The writer, Vera Ceceila Vencatasamy, with her husband, Theo, and their daughter, Zendaya.
Image: Supplied
THE first question the social worker asks you is simple, but loaded: “are you open to adopting a child of another race?”
For some, it may require thought. For Theo and I, it didn’t. Race was irrelevant. In our hearts, it never made any difference to the love we had to give or the family we so deeply desired. Love, after all, does not recognise boundaries the way the world does.
Our adoption journey is, at its core, a story of how love found us. It has been a walk in faith, and one that changed us long before we ever held our daughter in our arms.
Theo and I married in 2009, and from the very beginning, we made an unusual decision: if we were to start a family, adoption would be our first choice. There was no medical reason guiding us there, only something deeply rooted in both our hearts.
For me, that seed was planted early.
I lost my mother at 16. We had an incredibly close bond, and when she passed, the world felt unbearably empty. As a teenager, I carried a deep sense of loneliness and a longing for family. At the same time, I became aware of the reality in South Africa, millions of children orphaned or abandoned, longing for homes.
When I met Theo, I later discovered he had walked a similar road, also losing his mother at a young age. Perhaps that shared grief quietly shaped our shared calling.
Still, like many dreams, adoption felt distant. Life moved on. We built our marriage, focused on our business, and tucked that calling quietly into the background. We had also heard how complex and costly adoption could be, and we simply didn’t know where to begin.
Then life shifted.
In 2010 and 2011, tragedy struck our family. Theo lost his eldest brother in a car accident, and the following year we lost a dear friend in a motorbike accident. The emotional toll was immense, and it spilled over into every area of our lives, including our business.
But sometimes, in life’s most broken seasons, something new begins to take shape.
Around that time, I came across a newspaper column that challenged readers to become mentors to orphaned children in institutions. Something stirred in us.
We responded.
For several years, we became one-on-one mentors at a local children’s home. We met incredible children, resilient, hopeful, and deeply in need of something far more valuable than resources or donations. They needed family.
It was there that adoption shifted from an idea to a real possibility.
Through workshops and conversations with adoptive families, we began to understand the process. Slowly, what once felt out of reach started to feel possible. And more than that, it began to feel necessary.

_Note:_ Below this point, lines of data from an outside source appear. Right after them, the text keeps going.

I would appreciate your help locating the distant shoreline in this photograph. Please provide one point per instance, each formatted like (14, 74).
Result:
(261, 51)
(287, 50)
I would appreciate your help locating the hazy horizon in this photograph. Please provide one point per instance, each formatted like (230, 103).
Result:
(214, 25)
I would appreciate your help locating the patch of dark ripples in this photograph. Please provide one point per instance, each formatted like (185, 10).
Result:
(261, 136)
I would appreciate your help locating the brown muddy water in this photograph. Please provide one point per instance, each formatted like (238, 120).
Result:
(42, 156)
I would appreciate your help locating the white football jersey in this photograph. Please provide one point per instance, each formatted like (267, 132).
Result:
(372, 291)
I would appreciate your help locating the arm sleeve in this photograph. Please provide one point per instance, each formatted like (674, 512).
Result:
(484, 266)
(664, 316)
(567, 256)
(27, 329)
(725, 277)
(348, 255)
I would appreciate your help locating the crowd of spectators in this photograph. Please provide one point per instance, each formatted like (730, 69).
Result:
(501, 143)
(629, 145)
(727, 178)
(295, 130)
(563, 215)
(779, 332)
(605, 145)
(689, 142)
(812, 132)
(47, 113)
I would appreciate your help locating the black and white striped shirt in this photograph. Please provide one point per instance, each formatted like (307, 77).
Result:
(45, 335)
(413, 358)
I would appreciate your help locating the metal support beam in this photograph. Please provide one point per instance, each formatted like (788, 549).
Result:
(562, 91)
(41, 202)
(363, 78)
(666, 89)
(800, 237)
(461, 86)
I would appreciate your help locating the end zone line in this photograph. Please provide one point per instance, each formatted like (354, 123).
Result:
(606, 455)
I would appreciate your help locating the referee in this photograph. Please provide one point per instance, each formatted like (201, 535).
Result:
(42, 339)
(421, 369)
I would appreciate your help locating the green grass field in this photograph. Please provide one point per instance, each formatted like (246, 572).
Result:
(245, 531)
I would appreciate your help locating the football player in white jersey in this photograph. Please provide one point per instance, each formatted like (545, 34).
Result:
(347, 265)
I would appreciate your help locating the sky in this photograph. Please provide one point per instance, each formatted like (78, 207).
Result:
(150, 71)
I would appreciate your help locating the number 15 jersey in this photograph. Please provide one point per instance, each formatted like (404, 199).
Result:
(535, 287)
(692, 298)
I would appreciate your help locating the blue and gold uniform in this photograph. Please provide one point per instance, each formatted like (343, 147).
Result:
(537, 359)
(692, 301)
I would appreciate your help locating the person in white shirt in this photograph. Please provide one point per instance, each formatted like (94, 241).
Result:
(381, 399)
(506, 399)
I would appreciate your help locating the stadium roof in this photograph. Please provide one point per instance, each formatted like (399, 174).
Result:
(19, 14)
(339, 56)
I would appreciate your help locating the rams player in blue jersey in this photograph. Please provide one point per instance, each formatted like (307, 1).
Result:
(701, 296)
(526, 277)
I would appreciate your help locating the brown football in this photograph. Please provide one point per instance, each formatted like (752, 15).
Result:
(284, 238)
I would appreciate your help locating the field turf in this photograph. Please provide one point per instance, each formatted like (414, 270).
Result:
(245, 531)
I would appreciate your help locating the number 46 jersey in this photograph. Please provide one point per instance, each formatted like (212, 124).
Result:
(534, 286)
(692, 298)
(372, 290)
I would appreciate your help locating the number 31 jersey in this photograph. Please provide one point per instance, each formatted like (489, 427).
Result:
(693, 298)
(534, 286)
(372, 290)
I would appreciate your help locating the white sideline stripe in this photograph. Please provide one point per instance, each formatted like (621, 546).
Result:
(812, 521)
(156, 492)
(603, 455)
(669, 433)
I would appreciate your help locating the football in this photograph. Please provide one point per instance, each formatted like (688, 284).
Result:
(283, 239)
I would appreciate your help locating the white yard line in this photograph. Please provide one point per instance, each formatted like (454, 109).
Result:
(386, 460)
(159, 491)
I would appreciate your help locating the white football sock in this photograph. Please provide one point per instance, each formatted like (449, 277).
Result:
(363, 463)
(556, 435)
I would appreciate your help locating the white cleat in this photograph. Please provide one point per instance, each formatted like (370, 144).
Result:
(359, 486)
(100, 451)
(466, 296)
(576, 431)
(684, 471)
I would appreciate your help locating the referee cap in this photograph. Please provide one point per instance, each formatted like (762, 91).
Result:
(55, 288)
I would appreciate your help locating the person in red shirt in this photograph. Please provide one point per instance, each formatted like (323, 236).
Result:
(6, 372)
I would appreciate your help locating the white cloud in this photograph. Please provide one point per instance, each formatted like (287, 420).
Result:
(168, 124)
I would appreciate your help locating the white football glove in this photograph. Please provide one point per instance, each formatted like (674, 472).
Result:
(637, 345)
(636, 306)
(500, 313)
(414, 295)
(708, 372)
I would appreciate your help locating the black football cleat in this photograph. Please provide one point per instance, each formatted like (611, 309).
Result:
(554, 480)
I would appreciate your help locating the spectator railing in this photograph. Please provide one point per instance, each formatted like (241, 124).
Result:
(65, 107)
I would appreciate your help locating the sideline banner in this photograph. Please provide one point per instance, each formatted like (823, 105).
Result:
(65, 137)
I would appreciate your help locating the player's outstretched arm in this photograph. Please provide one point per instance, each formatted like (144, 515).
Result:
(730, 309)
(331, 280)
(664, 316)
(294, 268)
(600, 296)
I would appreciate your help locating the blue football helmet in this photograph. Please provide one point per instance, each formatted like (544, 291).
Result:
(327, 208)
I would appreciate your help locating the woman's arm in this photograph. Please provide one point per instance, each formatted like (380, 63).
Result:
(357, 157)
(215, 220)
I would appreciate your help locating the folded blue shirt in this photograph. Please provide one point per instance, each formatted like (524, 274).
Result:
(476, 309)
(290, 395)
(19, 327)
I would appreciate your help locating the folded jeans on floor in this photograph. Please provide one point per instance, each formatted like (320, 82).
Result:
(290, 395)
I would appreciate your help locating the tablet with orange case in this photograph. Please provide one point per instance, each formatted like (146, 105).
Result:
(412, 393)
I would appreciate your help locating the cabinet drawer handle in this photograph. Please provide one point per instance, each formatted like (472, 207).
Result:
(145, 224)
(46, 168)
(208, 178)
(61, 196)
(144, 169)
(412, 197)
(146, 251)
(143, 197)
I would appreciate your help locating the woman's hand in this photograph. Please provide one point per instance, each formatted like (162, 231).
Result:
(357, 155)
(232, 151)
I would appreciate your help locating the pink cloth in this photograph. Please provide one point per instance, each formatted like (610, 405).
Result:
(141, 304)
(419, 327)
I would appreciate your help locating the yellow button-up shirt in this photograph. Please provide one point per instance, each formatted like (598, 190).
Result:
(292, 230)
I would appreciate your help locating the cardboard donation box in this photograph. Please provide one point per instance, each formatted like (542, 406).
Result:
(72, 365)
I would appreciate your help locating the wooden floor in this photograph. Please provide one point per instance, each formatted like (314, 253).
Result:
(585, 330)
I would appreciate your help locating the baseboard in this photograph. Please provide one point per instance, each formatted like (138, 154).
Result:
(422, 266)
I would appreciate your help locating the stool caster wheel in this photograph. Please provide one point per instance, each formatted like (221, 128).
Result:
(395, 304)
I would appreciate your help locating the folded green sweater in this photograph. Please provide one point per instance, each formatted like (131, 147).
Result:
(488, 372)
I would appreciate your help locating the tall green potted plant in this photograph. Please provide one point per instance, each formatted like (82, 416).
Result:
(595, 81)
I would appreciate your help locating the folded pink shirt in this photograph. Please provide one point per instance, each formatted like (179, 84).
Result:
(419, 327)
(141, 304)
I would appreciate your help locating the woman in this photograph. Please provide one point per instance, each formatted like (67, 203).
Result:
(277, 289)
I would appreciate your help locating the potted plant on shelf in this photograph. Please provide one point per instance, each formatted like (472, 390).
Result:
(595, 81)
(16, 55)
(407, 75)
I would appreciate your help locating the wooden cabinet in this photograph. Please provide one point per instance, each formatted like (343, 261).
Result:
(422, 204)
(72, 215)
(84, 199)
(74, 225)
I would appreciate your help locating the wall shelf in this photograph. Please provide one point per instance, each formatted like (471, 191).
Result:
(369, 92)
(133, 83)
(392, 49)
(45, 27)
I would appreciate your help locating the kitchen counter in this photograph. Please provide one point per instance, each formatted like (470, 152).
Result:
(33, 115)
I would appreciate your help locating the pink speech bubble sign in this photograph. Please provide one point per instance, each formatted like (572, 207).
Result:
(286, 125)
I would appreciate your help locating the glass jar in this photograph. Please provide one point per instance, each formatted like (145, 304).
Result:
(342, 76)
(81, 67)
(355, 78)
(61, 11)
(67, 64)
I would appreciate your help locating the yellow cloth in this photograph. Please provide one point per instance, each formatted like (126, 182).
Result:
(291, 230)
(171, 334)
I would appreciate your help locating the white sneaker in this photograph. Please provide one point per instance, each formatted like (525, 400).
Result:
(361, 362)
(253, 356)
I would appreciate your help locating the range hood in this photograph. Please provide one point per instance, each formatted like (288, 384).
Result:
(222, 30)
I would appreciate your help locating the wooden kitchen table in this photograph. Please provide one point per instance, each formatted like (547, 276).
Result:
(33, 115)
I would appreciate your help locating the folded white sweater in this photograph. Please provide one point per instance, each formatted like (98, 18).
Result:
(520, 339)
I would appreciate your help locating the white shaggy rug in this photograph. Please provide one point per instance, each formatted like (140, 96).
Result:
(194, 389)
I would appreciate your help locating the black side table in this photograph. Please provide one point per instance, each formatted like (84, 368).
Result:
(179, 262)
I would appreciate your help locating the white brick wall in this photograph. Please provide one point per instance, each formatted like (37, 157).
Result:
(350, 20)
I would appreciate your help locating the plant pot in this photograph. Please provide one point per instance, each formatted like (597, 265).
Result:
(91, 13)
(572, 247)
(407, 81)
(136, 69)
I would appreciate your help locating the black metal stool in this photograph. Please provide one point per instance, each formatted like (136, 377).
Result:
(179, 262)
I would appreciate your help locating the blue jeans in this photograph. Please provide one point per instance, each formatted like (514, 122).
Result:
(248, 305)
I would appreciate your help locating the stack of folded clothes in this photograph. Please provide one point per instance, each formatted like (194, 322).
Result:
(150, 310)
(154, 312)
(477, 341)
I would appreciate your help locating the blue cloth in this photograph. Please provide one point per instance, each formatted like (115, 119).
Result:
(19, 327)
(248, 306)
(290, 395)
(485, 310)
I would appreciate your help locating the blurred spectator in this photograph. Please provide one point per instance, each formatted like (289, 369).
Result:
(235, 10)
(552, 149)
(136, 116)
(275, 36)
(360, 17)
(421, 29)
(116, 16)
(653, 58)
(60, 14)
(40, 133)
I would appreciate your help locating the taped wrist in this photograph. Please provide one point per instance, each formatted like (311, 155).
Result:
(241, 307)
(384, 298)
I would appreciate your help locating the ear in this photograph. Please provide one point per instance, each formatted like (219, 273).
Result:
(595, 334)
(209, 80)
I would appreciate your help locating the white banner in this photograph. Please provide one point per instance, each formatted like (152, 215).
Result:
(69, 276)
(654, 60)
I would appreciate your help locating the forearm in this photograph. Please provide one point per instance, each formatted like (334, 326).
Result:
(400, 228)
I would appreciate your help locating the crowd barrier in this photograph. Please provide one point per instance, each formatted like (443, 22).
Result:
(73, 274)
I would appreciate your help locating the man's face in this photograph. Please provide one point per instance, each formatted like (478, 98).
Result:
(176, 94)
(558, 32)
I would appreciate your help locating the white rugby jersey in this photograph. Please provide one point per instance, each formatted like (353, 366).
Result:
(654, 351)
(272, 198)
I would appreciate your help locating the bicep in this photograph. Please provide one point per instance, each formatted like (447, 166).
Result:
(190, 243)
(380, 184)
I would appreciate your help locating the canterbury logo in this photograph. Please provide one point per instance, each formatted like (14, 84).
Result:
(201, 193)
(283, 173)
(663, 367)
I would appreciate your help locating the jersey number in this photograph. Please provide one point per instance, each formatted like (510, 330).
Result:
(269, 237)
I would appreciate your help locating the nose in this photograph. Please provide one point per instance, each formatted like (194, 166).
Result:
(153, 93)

By the end of 2015, we knew it was time. It was another leap of faith – one that felt both exciting and terrifying. Were we ready emotionally? Financially? How would our families respond? Despite the questions, we stepped forward.
In early 2016, we met with a social worker and began the formal process. Forms were completed, background checks submitted, and unexpectedly, everything moved quickly. Within weeks, we found ourselves progressing faster than we had imagined. To us, it felt like confirmation: the time was right.
After completing the required sessions, we were placed on a waiting list. Anyone who has walked this road will tell you, the waiting is one of the hardest parts. It’s an emotional roller-coaster, filled with hope, fear and uncertainty.
Our wait, however, was surprisingly short.
Just two weeks in, we were told about a baby boy available for adoption. Our hearts leapt – but shortly after, we learnt he had been matched with another family. The disappointment was real and painful.
Then, only days later, we received news of another baby, a little girl in Pretoria.
We were cautious, trying not to get our hopes up too quickly. It took a month before we received a single, faded photograph. I remember the moment vividly. The email came through on Theo’s laptop, and I was too afraid to look. But when we did, something shifted. There was a quiet knowing, a tug in our hearts that felt undeniable.
Still, we wanted to meet her. To hold her. To bond.
But that’s not how our story unfolded.
We were told we needed to commit, to say yes – before we could even see her in person. It went against everything I thought the process would be. It felt illogical, even frightening.
What if I couldn’t bond? What if I got it wrong?
In the end, faith had to be greater than fear.
We said yes to a baby we had never met.
And then everything moved quickly.
On October 5, 2016 – a date forever etched in our hearts – we flew to Pretoria. That same day, we met our daughter for the very first time and brought her home.
The moment was overwhelming. When she was placed in my arms, she screamed endlessly. I felt a flicker of doubt, a moment of fear. But as we drove away, holding her close, she grew quiet. In that stillness, I felt it clearly – she knew she was safe.
We have now been parents for over nine years, and it has been exciting, challenging, and the greatest privilege of our lives. Adoption is a miracle where loss and love meet, and where family is defined not by biology, but by the courage to say yes. Our daughter is love that found us, a gift we never take for granted. This journey has taught us that when we trust beyond what we can see, God writes a story far greater than we could imagine, one that continues to unfold with grace, gratitude, and a love that knows no boundaries.